Und dann ist da noch ein Vorhaben, das nicht nur mit mir zutun hat. Ich möchte, dass mein Fall dafür sorgt, dass österreichische Sportler in Zukunft besser abgesichert sind, wenn es sie wie mich damals erwischen sollte. Ich stritt über drei Jahre mit dem Österreichischen Skiverband um die Anerkennung des Sturzes als Arbeitsunfall. Erst vor dem Höchstgericht wurde mir recht gegeben. Wenn ich dafür sorgen kann, dass es in Österreich bald gesetzliche Grundlagen gibt, die Sportler in Notsituationen besser absichern, wäre das für mich der größte Erfolg. Dann wäre der Sturz nicht umsonst gewesen. Er hätte im Gegenteil etwas Gutes bewirkt. Dieses Vorhaben ist sozusagen meine Vierschanzentournee.
Ich würde wieder springen
Wenn ich manchmal an einen traurigen Gedanken festhänge, dann hilft mir oft die Erinnerung an die Unterstützung, die ich durch mein Umfeld und die breite Öffentlichkeit bekomme. Der Zuspruch. Die guten Wünsche. Der Applaus. Rückhalt hilft, um Dinge aufzuarbeiten.
Dieses Jahr werde ich die Tournee besuchen und später auch am Kulm sein. Zum zweiten Mal seit dem Sturz. Wieder auf die weiße Wand blicken, die einfach vor mir stehen blieb. Sie ist immer noch da.

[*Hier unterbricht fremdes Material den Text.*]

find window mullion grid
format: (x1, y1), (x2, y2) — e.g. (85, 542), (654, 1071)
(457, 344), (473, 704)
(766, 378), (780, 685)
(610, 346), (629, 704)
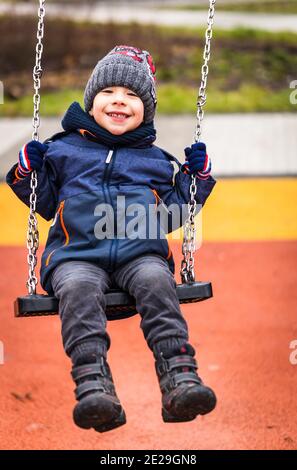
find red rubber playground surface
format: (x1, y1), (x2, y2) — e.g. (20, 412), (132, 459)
(0, 180), (297, 450)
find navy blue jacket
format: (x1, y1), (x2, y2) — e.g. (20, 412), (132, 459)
(7, 132), (215, 294)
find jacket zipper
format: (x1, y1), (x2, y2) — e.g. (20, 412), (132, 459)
(152, 189), (172, 259)
(45, 201), (69, 266)
(103, 149), (118, 270)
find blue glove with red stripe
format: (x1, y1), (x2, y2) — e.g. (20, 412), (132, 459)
(18, 140), (48, 178)
(182, 142), (211, 180)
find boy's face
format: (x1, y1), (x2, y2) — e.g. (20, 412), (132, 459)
(89, 86), (144, 135)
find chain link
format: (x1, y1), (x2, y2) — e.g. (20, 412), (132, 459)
(27, 0), (45, 295)
(180, 0), (216, 284)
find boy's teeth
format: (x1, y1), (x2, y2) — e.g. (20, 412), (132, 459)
(109, 113), (126, 117)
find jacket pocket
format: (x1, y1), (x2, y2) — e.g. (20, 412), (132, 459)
(45, 200), (69, 266)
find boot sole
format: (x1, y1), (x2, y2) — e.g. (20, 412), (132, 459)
(73, 393), (126, 432)
(162, 387), (217, 423)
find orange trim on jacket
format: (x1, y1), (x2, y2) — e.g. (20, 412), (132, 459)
(45, 201), (69, 266)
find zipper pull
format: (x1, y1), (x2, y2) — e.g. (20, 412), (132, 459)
(105, 149), (113, 163)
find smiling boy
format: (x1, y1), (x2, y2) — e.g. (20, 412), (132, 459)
(7, 46), (216, 432)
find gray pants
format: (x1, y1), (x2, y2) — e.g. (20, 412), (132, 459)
(51, 255), (188, 356)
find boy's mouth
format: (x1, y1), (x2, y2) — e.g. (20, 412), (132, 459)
(107, 112), (130, 122)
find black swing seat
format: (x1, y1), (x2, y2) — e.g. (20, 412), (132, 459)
(14, 282), (212, 320)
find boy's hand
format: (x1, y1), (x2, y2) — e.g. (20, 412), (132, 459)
(183, 142), (211, 179)
(18, 140), (48, 177)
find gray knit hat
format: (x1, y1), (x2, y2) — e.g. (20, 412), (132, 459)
(84, 46), (157, 123)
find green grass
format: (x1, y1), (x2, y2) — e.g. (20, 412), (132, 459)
(0, 84), (297, 117)
(161, 0), (297, 14)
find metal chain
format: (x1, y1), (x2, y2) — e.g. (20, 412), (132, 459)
(27, 0), (45, 295)
(180, 0), (216, 284)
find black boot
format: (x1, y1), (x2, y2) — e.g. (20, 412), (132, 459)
(156, 345), (216, 423)
(71, 357), (126, 432)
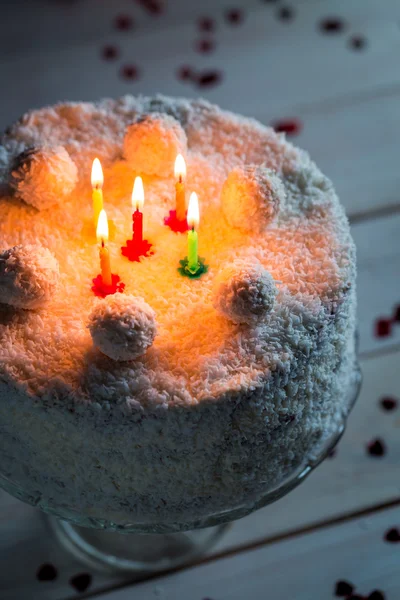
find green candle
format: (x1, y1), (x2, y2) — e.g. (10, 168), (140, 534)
(187, 192), (200, 273)
(188, 228), (199, 273)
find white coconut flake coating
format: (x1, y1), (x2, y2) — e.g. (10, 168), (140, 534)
(124, 113), (187, 177)
(221, 165), (286, 233)
(213, 260), (278, 324)
(88, 293), (157, 360)
(11, 146), (78, 210)
(0, 244), (60, 309)
(0, 96), (356, 529)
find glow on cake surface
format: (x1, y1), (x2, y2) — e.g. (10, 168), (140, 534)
(0, 96), (355, 525)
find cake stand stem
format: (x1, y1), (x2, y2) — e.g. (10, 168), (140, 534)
(48, 516), (229, 573)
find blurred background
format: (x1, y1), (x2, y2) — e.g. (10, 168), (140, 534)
(0, 0), (400, 600)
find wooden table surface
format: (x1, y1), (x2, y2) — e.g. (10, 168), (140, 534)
(0, 0), (400, 600)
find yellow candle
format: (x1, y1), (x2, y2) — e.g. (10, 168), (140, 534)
(175, 154), (186, 221)
(187, 192), (200, 274)
(97, 209), (112, 286)
(92, 158), (104, 227)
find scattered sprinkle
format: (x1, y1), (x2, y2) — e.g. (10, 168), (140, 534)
(393, 304), (400, 323)
(375, 318), (392, 337)
(367, 438), (386, 456)
(36, 563), (58, 581)
(101, 45), (119, 60)
(278, 6), (294, 21)
(319, 17), (345, 33)
(272, 119), (303, 136)
(176, 65), (196, 81)
(197, 17), (215, 32)
(136, 0), (165, 15)
(115, 15), (133, 31)
(69, 573), (92, 592)
(379, 396), (398, 412)
(196, 70), (222, 87)
(195, 39), (215, 54)
(368, 590), (385, 600)
(385, 527), (400, 544)
(349, 35), (367, 50)
(335, 580), (354, 597)
(225, 8), (244, 25)
(120, 65), (139, 81)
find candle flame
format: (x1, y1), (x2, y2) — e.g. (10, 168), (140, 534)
(132, 177), (144, 210)
(96, 209), (108, 244)
(174, 154), (186, 181)
(92, 158), (104, 189)
(187, 192), (200, 229)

Manche denken, dass ich eine Wut auf den Skisprungsport hätte. Das ich zornig auf ihn bin, weil er mir viel genommen hat. Das Laufen. Das Gehen. Die Selbstständigkeit. Das stimmt nicht. Da ist kein Zorn.
Ich würde jederzeit wieder springen. Auch von dieser Schanze. Auf dem Luftkissen schweben, ins Tal fliegen, mich komplett auf mein Gefühl verlassen. Das Skispringen mag mir etwas genommen haben. Aber es hat mir so unendlich viel mehr geschenkt: ein ganzes Leben.